Là encore, les établissements et les classes sont mixtes. A Bishkek, et lorsque les villes comportent plusieurs écoles, elles sont numérotées selon leur ordre de création ; dans les villages où il n’y a qu’une seule école, elles portent des noms. Chaque niveau a également son numéro: on est en 1ere année d’école, 2e année, jusqu’à la 9e année. Dans les premières années les filles jouent avec les filles, les garçons avec les garçons – schéma universel.

Le jeu en vogue dans les années 1990 consiste, pour les garçons, à se munir de roues de poussette et de barre en métal mou ; à replier les extrémités – l’une en poignée de canne, la seconde pour y fixer les roues de poussette ; et courir après sa canne roulante, monter, descendre… Un peu plus tard, la mode dans les villages est à une sorte de « pétanque » : tracer une ligne sur le sol en sable et se munir de petits os de moutons, restes des dîners; celui qui déforme la ligne le plus de fois remporte le jeu. Ce jeu est pratiqué par les adultes également, avec quelques variantes ; il est un jeu traditionnel du Kirghizistan : c’est « l’ Ordo »[1].

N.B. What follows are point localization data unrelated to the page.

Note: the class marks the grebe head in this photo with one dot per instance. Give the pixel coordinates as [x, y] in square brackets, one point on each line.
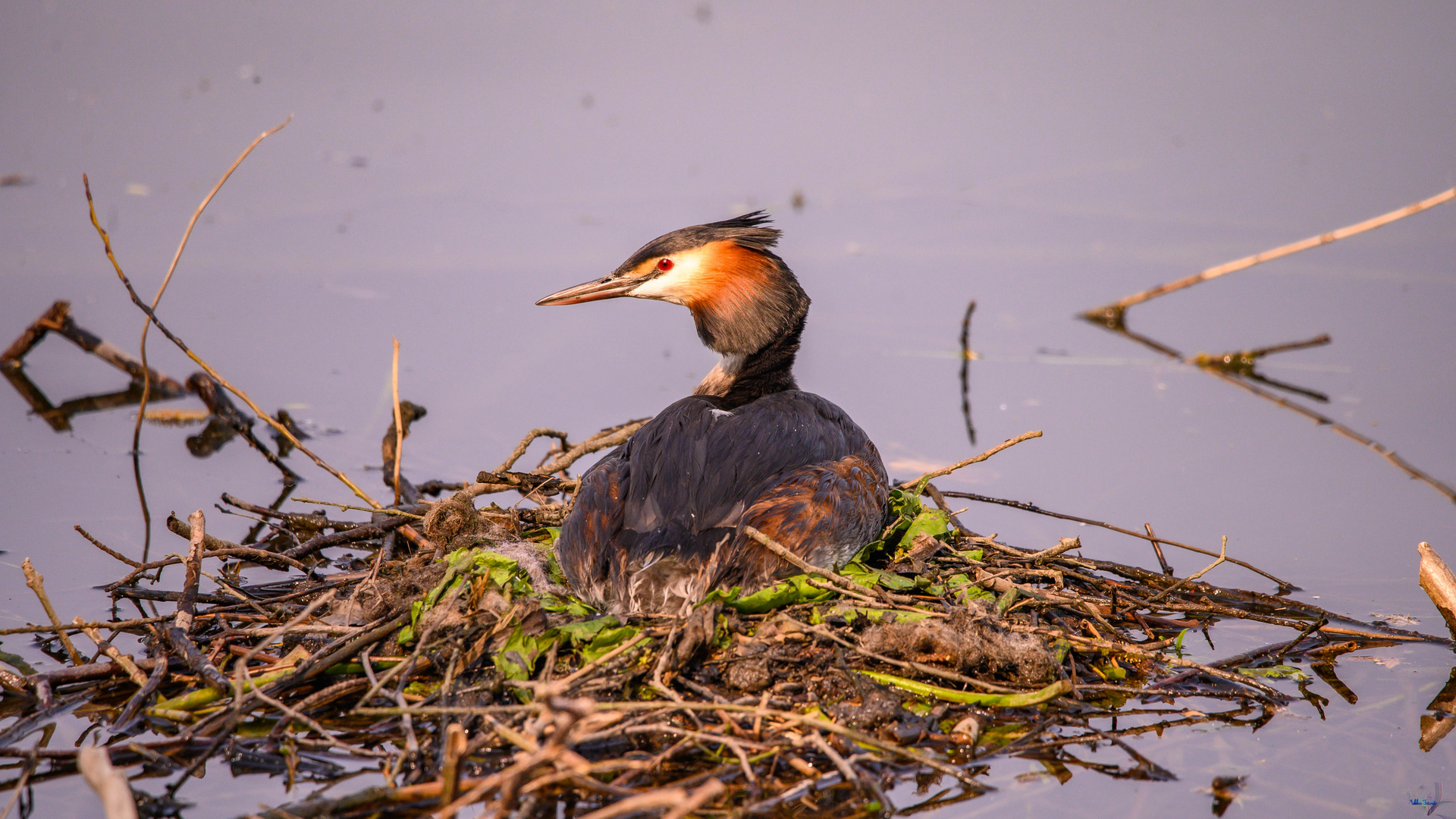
[742, 295]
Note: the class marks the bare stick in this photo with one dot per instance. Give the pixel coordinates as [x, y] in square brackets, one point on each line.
[965, 371]
[400, 420]
[928, 477]
[108, 781]
[102, 547]
[19, 787]
[1438, 582]
[124, 661]
[209, 369]
[1158, 550]
[1223, 556]
[1090, 522]
[1111, 314]
[708, 790]
[395, 512]
[146, 325]
[800, 563]
[520, 449]
[603, 659]
[36, 585]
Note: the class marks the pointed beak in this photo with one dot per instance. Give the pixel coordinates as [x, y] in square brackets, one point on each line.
[609, 287]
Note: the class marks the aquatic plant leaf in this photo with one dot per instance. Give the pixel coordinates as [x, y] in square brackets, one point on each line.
[788, 592]
[1277, 672]
[544, 535]
[517, 657]
[14, 661]
[606, 640]
[929, 522]
[570, 605]
[874, 615]
[585, 632]
[870, 577]
[973, 698]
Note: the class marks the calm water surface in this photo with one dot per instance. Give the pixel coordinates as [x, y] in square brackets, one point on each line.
[450, 165]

Les enfants ne regardent alors pas la télé : si tous les foyers ou presque en sont dotés, la chute du bloc signifie l’arrêt partiel de la diffusion des chaînes russes (le gouvernement kirghize refusant au début de payer pour celles-ci). Dans les premières années d’indépendance, les chaînes russes sont activées à partir de 22h, pour une durée de 10h. Les chaînes nationales n’attirent toujours qu’un faible public. Aujourd’hui, la télé (de nouveau bien russe) et l’ordinateur ont remplacés ces jeux d’extérieurs.

Au collège

Les garçons doivent briller par leur force mais aussi leur intelligence : aux bonnes notes doit être alliée une bonne répartie. Côté muscle, ils ont bien présent dans leurs têtes le classement des « Ataman » (mot probablement d’origine mongole) ; l’ « Ataman » est le plus fort. On le devient en se battant de temps en temps, juste ce qu’il faut pour gagner sa place. Et chacun sait qui est le 2e, le 3e, le 4e, le 5e… jusqu’au nouveau renversement de hiérarchie.

Et puis, certains commencent à être copains avec des filles ; ceux qui ne sont pas considérés comme « les méchants » par celles-ci… Les amitiés filles garçons sont assez rares, la tradition réifiant les cases maris/femmes. Et, même longtemps après la sortie de l’école, les femmes ne sont pas considérées les égales de l’homme.

Dans les dernières années d’école, l’émulation devient plus intellectuelle. L’école a hérité de l’Union soviétique l’organisation des « Olympiades » (de mathématiques, d’anglais, de géographie…) entre les écoles. Les professeurs choisissent le meilleur élève dans chaque matière ; si leur élève gagne, ils en retiennent prestige et parfois privilèges. L’élève gagnant est parfois envoyé en voyage à l’étranger.

Margot

 

[1] Les hommes jouent à l’Ordo en traçant un cercle au sol, au centre duquel ils disposent des petits os. Le jeu consiste à viser ces derniers avec des cailloux.